A dire vrai, M. Abbas est réticent à l’idée de s’associer aux soutiens de M. Smotrich, partisans d’un transfert des Arabes hors d’Israël. Mais il est prêt à se pincer le nez pour la cause. « J’écoute les leaders des grands partis qui formeront une coalition, les candidats au poste de premier ministre. Je me moque de ce que disent leurs petits alliés », tranche-t-il. Son frère, Sawfan, entrepreneur dans la construction, est plus direct : « On peut dire que Nétanyahou est raciste, mais il sert sa communauté. Moi, si j’étais juif, je voterais pour lui. »
« Préoccupations communes »
Pour assumer un tel choix, M. Abbas a dû rompre avec les autres partis arabes, communistes, nationalistes et libéraux. Depuis septembre 2019, ils tenaient un front uni. Forts de 15 députés, ils promettaient de renverser la droite au pouvoir, en s’alliant aux partis d’opposition sionistes. Las, ceux-ci n’ont pas osé franchir le pas. L’électorat arabe en est déprimé : il a boudé les urnes. Le leader communiste Ayman Odeh accuse les islamistes d’accréditer l’idée que les Arabes peuvent être achetés.
M. Abbas n’en a cure. Depuis un an à la Knesset, ce piètre orateur s’agaçait en silence des coups d’éclat de ses camarades : « Ont-ils réussi à changer quoi que ce soit depuis vingt ans ? Crier, pousser ça ne résout pas les problèmes. » Fin 2020, il a refusé que ses alliés ne le contraignent à défendre au Parlement les droits des homosexuels israéliens, contre la droite religieuse juive.

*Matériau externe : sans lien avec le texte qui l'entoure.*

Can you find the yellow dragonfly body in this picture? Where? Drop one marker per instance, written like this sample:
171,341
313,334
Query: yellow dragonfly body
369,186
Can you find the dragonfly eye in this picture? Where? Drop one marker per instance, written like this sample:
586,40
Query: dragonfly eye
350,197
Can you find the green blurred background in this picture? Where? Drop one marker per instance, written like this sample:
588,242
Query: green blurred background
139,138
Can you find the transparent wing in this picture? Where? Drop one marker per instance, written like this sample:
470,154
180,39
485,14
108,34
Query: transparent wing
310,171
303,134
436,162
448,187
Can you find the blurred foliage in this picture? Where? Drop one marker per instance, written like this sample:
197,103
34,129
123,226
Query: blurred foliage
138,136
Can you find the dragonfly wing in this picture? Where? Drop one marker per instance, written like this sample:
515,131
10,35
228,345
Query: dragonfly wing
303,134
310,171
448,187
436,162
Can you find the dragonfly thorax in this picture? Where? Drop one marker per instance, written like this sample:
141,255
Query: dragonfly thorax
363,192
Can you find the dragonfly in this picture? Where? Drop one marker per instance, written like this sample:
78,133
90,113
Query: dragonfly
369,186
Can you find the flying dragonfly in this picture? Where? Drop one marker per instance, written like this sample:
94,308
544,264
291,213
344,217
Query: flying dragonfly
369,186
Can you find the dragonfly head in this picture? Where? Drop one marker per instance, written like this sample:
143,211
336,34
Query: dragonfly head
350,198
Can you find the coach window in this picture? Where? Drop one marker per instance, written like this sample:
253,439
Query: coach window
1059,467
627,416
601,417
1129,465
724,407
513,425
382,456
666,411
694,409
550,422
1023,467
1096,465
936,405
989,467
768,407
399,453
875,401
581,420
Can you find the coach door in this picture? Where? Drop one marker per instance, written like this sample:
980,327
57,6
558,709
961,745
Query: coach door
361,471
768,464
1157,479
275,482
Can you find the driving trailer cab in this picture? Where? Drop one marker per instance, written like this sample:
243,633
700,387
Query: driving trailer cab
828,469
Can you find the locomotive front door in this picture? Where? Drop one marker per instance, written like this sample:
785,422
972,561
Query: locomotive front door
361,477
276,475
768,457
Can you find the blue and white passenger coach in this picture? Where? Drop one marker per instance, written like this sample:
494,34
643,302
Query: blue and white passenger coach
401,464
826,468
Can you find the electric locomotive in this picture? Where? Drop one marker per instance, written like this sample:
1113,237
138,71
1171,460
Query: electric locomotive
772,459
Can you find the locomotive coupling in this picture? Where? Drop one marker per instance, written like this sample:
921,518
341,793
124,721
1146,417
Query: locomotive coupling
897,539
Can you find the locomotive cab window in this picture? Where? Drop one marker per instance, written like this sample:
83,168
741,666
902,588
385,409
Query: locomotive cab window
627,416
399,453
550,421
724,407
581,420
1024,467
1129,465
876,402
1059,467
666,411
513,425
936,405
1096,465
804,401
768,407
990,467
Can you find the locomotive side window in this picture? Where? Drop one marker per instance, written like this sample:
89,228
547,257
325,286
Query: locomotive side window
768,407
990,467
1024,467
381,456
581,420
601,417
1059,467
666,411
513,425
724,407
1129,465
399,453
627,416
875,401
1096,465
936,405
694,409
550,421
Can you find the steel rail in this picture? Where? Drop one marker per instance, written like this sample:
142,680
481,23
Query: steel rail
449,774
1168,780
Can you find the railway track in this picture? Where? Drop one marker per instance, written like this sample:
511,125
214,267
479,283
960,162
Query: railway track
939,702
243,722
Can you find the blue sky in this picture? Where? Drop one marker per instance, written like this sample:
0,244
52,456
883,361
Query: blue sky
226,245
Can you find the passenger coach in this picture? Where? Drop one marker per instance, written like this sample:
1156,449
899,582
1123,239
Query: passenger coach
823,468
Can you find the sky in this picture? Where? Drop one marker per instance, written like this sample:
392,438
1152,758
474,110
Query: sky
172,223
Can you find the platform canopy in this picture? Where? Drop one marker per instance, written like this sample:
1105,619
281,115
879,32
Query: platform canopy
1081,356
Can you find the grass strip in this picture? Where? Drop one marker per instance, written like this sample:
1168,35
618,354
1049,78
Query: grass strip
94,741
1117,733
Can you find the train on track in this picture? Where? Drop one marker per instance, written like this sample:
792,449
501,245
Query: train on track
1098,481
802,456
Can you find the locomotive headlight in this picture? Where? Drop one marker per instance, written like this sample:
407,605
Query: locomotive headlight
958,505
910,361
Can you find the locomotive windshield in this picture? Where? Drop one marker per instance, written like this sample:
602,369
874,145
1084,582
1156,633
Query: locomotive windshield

« M. Abbas est dans la ligne que défend en Europe [le théologien] Tariq Ramadan. Il est minoritaire dans un pays non musulman. Dans sa communauté, il est ancré dans des valeurs conservatrices mais il souhaite nouer des compromis avec l’Etat », relève Amal Jamal, professeur à l’école de sciences politiques de l’université de Tel-Aviv. Cela fait de M. Abbas un allié idéal pour les partis juifs ultraorthodoxes. En comités parlementaires, il contribue à préserver les subsides de l’Etat à leurs écoles religieuses. Il obtient en retour l’oreille attentive des ministres ultraorthodoxes du logement et de l’intérieur.
« Nous avons des préoccupations communes avec les partis juifs religieux et la droite conservatrice », reconnaît volontiers M. Abbas. Quant à la gauche, il la retrouve sur « la défense des droits de l’homme et d’une solution à deux Etats à l’avenir ». Mais au présent, M. Abbas doit faire affaire avec le mieux offrant.